Make no mistakes or no one wants you

45 years on the job, 0 mistakes, or no one knows you work here

You can only learn from your own mistakes. I think everyone can agree with that. However, no one wants the people that make mistakes in their team.

The moment you make a mistake, the company wants to fire you. They don't think for a second that now you are of those who made a mistake and learned a valuable lesson. Instead you are rejected. Your next employer will call your current employer for a reference and they will tell them how you screwed up. No one wants to work with you.

When you screw up, you learn what you did wrong and are less likely to repeat the same mistake again. Despite how humble it sounds in a proverb, it can be the sole reason for getting you fired at a job.

Unless you are lucky of course. I'll call myself lucky because I've only gotten fired once... or twice. Yet I can't count the number of mistakes I made, not even with both hands. I made the mistakes that got people fired, yet I didn't get a slap on the wrist. So yes, I got lucky.

Lucky me

The turn around is, even though I didn't get fired for it, I learned my lesson. The day I deleted the entire code base before deployment, I learned the price of making such mistake. I documented the problem, I taught the new hires about it, and showed them what to do in case accidents happen. Overall everyone benefited from my mistake.

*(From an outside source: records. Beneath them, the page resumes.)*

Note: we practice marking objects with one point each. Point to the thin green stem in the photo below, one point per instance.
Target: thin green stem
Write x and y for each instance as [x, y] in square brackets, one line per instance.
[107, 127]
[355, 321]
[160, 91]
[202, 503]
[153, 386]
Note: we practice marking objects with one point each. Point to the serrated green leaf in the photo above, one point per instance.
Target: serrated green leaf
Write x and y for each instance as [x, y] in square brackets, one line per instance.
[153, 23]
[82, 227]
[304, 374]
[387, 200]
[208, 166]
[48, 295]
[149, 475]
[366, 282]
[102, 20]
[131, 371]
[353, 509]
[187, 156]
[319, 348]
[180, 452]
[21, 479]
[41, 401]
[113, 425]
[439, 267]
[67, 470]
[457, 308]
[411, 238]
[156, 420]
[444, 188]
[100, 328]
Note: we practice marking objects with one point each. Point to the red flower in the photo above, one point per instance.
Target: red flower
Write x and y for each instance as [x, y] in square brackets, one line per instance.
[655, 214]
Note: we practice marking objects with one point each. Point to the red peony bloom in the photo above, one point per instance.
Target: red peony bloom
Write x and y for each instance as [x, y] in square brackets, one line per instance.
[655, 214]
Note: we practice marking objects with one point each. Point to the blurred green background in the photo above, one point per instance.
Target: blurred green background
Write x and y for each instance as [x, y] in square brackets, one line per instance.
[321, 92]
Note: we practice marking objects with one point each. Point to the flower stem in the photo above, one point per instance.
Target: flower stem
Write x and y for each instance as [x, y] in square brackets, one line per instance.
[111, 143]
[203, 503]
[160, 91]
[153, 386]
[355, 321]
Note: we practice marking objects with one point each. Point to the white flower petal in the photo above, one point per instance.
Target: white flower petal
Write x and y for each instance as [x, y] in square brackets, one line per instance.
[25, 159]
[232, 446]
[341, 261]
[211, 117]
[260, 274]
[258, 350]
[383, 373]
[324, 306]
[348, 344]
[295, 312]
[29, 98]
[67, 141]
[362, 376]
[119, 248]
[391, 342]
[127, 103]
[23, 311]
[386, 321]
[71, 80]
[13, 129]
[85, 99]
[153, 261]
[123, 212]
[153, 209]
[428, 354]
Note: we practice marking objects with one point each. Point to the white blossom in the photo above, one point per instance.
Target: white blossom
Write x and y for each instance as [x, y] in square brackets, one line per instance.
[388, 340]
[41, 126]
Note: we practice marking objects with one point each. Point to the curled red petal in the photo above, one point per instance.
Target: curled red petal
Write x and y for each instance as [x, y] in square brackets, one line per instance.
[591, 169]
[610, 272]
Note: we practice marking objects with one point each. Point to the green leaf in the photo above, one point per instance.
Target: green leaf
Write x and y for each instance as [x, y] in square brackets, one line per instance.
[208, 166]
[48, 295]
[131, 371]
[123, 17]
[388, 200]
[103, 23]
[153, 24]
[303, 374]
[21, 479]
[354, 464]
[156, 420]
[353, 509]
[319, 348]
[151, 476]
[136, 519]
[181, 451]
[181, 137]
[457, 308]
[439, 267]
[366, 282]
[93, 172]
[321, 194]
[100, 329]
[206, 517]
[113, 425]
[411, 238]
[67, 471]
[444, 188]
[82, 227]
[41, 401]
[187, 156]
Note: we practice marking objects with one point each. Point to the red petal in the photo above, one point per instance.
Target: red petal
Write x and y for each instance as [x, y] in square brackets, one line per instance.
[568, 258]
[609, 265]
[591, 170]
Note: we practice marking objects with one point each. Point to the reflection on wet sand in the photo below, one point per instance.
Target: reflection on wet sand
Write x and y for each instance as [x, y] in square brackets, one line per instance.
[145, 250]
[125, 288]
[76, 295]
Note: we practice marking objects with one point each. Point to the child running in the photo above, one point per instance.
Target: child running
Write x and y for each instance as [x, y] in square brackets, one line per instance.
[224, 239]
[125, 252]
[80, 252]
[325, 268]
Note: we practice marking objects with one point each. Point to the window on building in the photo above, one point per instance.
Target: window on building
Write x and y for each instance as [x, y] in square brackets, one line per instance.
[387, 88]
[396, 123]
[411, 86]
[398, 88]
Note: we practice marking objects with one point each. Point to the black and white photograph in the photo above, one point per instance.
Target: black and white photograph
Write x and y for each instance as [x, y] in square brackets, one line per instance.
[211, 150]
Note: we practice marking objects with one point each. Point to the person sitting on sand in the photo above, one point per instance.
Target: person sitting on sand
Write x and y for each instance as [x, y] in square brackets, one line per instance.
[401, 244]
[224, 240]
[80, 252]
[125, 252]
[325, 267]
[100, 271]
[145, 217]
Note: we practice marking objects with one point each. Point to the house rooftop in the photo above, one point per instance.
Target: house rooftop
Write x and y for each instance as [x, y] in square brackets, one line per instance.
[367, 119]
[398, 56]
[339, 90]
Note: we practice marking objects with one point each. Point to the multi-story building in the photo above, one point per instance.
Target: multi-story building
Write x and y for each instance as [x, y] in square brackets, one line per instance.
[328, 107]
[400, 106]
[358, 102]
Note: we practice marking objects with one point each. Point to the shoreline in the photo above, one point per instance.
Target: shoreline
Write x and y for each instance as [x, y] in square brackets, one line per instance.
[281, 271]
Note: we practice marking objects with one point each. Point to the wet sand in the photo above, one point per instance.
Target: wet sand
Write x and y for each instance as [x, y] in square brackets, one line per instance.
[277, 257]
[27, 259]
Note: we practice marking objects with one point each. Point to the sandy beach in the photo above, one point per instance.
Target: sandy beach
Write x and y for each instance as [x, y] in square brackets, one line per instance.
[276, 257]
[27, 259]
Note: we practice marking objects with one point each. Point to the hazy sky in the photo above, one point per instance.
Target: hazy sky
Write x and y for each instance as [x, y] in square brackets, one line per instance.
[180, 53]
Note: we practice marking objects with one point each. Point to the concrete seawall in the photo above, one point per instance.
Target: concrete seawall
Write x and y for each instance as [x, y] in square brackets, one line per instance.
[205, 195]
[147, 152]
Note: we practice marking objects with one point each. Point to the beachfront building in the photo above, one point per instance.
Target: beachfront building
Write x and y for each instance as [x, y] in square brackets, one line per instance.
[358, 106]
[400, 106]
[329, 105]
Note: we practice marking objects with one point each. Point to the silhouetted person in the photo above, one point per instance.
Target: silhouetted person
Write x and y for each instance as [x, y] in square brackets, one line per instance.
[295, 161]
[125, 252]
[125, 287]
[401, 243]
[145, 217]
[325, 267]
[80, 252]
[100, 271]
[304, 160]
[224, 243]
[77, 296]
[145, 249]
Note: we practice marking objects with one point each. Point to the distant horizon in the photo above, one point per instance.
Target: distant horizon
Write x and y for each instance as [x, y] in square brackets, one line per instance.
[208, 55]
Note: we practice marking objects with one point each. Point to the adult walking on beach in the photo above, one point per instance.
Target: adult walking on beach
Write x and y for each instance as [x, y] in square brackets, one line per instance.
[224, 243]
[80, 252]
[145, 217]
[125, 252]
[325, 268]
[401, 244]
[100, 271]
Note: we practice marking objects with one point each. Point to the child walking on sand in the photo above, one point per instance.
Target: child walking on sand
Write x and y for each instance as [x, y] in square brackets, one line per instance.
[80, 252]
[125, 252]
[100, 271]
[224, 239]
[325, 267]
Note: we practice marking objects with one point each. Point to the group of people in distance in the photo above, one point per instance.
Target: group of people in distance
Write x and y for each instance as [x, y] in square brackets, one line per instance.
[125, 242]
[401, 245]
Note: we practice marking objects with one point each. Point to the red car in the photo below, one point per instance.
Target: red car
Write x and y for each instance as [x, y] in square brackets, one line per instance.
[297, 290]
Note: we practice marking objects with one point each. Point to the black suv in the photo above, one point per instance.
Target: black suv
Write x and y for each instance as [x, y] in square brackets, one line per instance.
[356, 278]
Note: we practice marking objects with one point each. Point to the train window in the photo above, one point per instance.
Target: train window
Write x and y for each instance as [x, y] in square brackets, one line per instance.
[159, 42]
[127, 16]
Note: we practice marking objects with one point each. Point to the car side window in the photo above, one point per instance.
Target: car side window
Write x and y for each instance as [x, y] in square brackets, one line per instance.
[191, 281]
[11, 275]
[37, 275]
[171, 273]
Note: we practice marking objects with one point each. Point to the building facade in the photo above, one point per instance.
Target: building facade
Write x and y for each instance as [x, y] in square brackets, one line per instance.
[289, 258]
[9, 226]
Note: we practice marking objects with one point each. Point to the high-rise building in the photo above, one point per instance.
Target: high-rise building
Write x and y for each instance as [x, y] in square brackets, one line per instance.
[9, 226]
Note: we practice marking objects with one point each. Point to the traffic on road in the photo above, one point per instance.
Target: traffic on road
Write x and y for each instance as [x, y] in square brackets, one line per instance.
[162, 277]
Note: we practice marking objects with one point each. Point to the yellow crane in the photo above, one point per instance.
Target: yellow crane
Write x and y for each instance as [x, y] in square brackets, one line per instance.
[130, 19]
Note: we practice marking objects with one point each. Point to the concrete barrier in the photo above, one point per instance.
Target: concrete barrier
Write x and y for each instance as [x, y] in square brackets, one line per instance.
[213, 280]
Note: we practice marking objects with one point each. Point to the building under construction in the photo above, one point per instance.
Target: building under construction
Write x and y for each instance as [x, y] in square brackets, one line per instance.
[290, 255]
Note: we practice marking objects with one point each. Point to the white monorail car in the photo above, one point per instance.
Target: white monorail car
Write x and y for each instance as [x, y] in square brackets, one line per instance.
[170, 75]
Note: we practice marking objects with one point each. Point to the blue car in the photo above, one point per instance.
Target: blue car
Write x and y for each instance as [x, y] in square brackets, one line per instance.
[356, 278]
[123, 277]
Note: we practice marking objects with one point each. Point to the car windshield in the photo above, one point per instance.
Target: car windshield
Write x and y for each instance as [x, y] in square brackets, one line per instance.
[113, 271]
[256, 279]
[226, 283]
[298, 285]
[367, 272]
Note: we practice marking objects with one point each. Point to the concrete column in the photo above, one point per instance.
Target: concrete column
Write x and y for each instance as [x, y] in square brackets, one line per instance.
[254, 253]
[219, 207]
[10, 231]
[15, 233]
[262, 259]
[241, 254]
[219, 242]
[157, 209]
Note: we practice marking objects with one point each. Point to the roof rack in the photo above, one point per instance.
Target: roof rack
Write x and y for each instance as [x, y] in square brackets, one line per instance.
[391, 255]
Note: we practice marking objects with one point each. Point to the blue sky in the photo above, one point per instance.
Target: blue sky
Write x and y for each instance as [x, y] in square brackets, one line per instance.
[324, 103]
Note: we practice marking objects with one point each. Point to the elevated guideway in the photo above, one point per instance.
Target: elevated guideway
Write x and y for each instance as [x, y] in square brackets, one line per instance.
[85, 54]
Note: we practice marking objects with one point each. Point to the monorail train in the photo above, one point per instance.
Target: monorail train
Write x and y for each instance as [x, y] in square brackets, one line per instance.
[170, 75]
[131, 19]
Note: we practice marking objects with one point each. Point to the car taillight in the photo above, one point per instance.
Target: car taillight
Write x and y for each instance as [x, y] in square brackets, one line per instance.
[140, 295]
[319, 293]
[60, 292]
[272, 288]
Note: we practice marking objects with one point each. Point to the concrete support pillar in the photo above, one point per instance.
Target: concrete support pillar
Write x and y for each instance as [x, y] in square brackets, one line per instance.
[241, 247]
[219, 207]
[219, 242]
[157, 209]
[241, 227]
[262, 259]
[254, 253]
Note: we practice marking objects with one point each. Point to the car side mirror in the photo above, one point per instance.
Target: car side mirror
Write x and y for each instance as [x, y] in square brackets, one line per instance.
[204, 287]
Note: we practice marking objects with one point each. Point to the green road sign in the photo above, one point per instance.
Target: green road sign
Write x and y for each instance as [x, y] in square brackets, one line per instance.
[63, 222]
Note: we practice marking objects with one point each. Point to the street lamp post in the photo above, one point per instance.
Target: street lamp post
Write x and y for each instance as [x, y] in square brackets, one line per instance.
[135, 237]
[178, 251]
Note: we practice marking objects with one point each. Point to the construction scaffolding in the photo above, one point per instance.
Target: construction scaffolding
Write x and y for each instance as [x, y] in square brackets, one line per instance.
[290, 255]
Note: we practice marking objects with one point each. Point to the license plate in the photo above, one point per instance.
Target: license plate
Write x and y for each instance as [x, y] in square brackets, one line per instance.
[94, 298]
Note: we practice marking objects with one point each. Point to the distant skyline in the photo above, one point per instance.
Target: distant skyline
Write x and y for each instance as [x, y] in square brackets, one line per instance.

When I wrote cryptic code that worked and was highly optimized, I confused everyone else in the team. I made development slower for everyone that needed to write new JavaScript. As a result, I don't write cryptic code anymore, especially when I'm working with a team. If a new member of my team does the same thing, I can tell him or her about how inconvenient it can be for those who have to maintain it. Again, because I made a mistake, everyone can benefit from it.

There are bigger screw ups. Like causing problems that end up costing large sums of money. At the airport, if you forget to double check a travelers passport to see if they have a visa, it ends up costing the company tens of thousands of dollars. As a result, they immediately fire the employee who made the mistake.

What they don't realize is that the employee that made the mistake is less likely to repeat it again. The employee understands the price of his mistake and will do whatever it takes to not screw up again. Yet, the airline fires him and hire a new employee that don't know the cost of making a mistake.

The cycle continues and those who have experience never get to use their new knowledge, because they get fired.


A mistake is just another word for experience. Yet it is one of those things you have to pretend never happened. It's ok to say you worked at a bank for 5 years, but you get a red flag if you say you gave a customer an extra $100 bill. If you rode a bike for five years and never fell, then you probably never removed the training wheels. Remove it and take the chance to fall. When you do, you will learn what to do once you are on the ground.

For us humans, making mistakes is our only way to learn. Yet we are punished for learning. We create controlled environments called school, where we learn theories and everything but experience. We are shielded from the real world.

I want to imagine a future where making mistakes is encouraged, then you will truly have a place to practice your experience.